Incorporating an FIE can be a time-consuming and complicated process, requiring approval and registration with various governmental bureaus. However, these procedures were streamlined in the Shanghai FTZ for a three-year trial period beginning on 1 October 2013. The most significant change in the incorporation requirements is that the typical approval procedures to establish an FIE were replaced by a notice/filing system, which means that a foreign investor that wants to set up an FIE that does not fall within the Negative List (as mentioned below) in the Shanghai FTZ merely has to notify (rather than seek express approval from) the government.
For all of the perceived benefits of the Shanghai FTZ, many market watchers were disappointed by the fact that the supposedly “free” trade zone was not as “free” as people had anticipated.
Following the announcement of the Shanghai FTZ, the Shanghai Municipal Government introduced the concept of a “Negative List”, which prohibited or restricted companies in the FTZ from engaging in certain businesses set out in in the Negative List. The initial Negative List included 18 sectors (for example, mining, construction, education and real estate) and 190 items (for example, compulsory education, exploration of noble metals and rare earths, internet data centers, and golf courses).

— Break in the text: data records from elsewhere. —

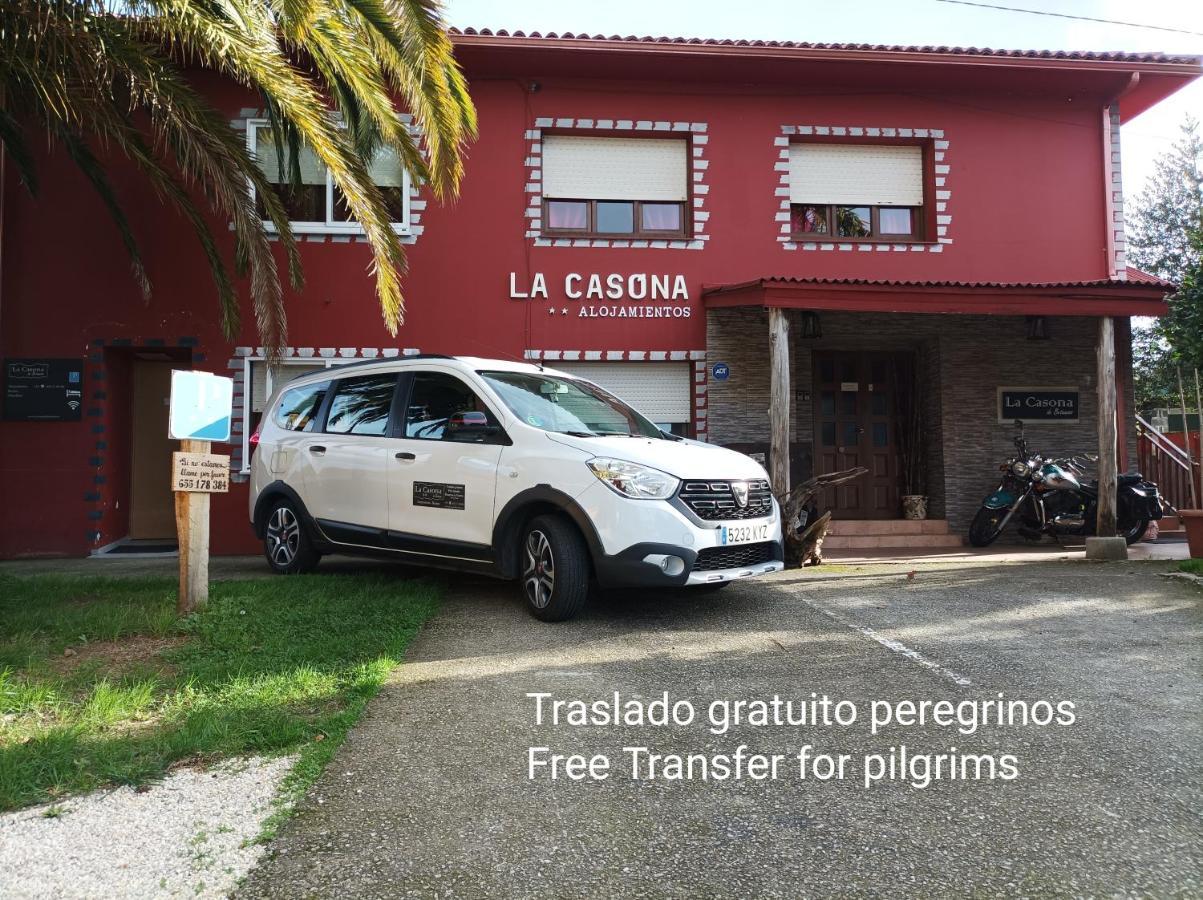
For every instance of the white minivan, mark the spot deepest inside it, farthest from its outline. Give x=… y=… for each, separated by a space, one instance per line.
x=504 y=468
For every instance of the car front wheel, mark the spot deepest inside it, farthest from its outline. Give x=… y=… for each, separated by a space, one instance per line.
x=286 y=545
x=555 y=569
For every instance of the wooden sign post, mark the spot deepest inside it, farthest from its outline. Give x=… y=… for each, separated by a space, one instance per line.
x=195 y=474
x=201 y=407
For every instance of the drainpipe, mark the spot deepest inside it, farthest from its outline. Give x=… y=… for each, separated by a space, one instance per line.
x=1113 y=197
x=1113 y=183
x=4 y=173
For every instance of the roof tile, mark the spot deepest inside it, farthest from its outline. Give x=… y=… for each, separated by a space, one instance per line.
x=1096 y=55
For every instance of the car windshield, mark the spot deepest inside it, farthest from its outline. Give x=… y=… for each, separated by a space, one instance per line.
x=568 y=406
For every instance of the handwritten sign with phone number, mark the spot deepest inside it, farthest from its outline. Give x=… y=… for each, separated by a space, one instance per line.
x=200 y=473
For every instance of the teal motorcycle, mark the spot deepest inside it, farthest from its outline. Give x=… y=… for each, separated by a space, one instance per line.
x=1053 y=497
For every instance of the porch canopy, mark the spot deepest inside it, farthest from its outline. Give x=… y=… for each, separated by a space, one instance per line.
x=1137 y=294
x=1141 y=294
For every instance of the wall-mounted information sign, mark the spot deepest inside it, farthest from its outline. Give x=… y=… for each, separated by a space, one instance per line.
x=1038 y=404
x=42 y=390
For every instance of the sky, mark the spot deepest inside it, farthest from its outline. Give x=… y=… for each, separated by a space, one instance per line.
x=906 y=22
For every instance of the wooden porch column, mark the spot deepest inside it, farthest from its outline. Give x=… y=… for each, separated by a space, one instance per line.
x=778 y=401
x=1106 y=545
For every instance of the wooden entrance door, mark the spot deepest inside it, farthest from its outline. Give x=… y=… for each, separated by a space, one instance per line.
x=854 y=425
x=152 y=504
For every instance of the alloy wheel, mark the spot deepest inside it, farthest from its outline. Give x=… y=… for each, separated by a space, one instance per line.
x=283 y=537
x=539 y=572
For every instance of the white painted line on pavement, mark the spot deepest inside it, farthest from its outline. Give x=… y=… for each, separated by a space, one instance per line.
x=898 y=646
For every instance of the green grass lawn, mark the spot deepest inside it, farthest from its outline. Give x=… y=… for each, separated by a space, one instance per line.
x=101 y=684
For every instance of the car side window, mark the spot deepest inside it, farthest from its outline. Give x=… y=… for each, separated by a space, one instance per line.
x=361 y=406
x=297 y=409
x=444 y=408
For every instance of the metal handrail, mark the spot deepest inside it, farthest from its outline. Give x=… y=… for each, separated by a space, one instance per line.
x=1175 y=453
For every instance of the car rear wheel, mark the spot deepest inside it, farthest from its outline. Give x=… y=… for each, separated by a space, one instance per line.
x=286 y=545
x=555 y=569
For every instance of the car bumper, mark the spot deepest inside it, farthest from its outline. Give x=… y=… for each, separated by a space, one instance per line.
x=717 y=576
x=686 y=551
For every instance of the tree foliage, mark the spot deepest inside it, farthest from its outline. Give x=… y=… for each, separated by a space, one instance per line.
x=1169 y=208
x=1166 y=238
x=1154 y=369
x=94 y=75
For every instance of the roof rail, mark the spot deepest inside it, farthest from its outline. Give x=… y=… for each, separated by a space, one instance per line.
x=378 y=360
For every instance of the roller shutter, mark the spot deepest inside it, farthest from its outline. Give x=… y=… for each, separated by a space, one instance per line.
x=659 y=390
x=614 y=169
x=854 y=175
x=259 y=389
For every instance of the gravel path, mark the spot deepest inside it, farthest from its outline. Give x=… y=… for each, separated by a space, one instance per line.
x=185 y=836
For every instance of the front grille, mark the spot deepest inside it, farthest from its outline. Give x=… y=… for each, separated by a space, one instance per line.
x=716 y=499
x=734 y=557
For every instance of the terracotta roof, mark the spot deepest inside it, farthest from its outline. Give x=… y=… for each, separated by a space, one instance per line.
x=1142 y=279
x=1136 y=274
x=1084 y=55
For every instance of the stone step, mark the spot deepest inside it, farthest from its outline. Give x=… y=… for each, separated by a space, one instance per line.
x=861 y=527
x=892 y=542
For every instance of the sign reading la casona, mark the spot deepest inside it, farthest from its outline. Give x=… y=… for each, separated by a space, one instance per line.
x=635 y=296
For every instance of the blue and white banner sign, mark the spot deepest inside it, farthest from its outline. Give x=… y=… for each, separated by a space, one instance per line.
x=201 y=404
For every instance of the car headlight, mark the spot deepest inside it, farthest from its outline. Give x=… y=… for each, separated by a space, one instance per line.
x=633 y=480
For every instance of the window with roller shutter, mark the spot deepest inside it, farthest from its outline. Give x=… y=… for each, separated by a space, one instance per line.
x=314 y=202
x=615 y=187
x=857 y=191
x=662 y=391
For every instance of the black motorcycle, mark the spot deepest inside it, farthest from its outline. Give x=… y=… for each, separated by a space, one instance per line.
x=1052 y=497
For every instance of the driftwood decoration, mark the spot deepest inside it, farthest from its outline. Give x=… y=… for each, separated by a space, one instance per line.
x=805 y=546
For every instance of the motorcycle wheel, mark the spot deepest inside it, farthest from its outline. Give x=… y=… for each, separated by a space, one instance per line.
x=1133 y=532
x=987 y=526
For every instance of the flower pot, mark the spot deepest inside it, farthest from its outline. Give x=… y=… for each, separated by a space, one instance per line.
x=1192 y=520
x=914 y=505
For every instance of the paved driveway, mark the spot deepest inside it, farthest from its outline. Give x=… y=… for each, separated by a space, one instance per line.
x=430 y=795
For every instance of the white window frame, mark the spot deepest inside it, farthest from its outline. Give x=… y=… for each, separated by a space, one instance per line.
x=270 y=386
x=331 y=226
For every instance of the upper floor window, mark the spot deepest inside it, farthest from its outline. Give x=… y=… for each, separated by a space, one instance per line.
x=855 y=191
x=316 y=205
x=615 y=187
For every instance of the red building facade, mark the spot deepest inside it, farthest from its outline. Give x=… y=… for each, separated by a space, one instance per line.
x=1019 y=218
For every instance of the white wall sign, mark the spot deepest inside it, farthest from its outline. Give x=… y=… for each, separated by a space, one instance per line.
x=201 y=404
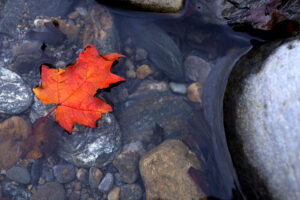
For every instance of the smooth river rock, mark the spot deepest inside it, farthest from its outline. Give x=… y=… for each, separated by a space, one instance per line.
x=92 y=147
x=164 y=171
x=262 y=115
x=15 y=95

The Negative List was updated on 30 June 2014. This time, the number of restricted items was reduced to 139, reflecting a relaxation of restrictions on foreign investment. The Shanghai government will likely issue a further revised Negative List in the first half of 2015, which is expected to contain less than 100 items.
The Shanghai FTZ is an exciting development that may have a substantial impact on China’s foreign investment landscape. For now, however, its full effect remains to be seen. There is no doubt that industry experts are eagerly awaiting the issuance of the new Negative List and will be closely watching the progress of the Shanghai FTZ, as it may serve as a model for free trade zones in other parts of the country.
Eddie Hsu is counsel in Dentons’ Shanghai office and Monte Lee is an associate at Dentons in Beijing.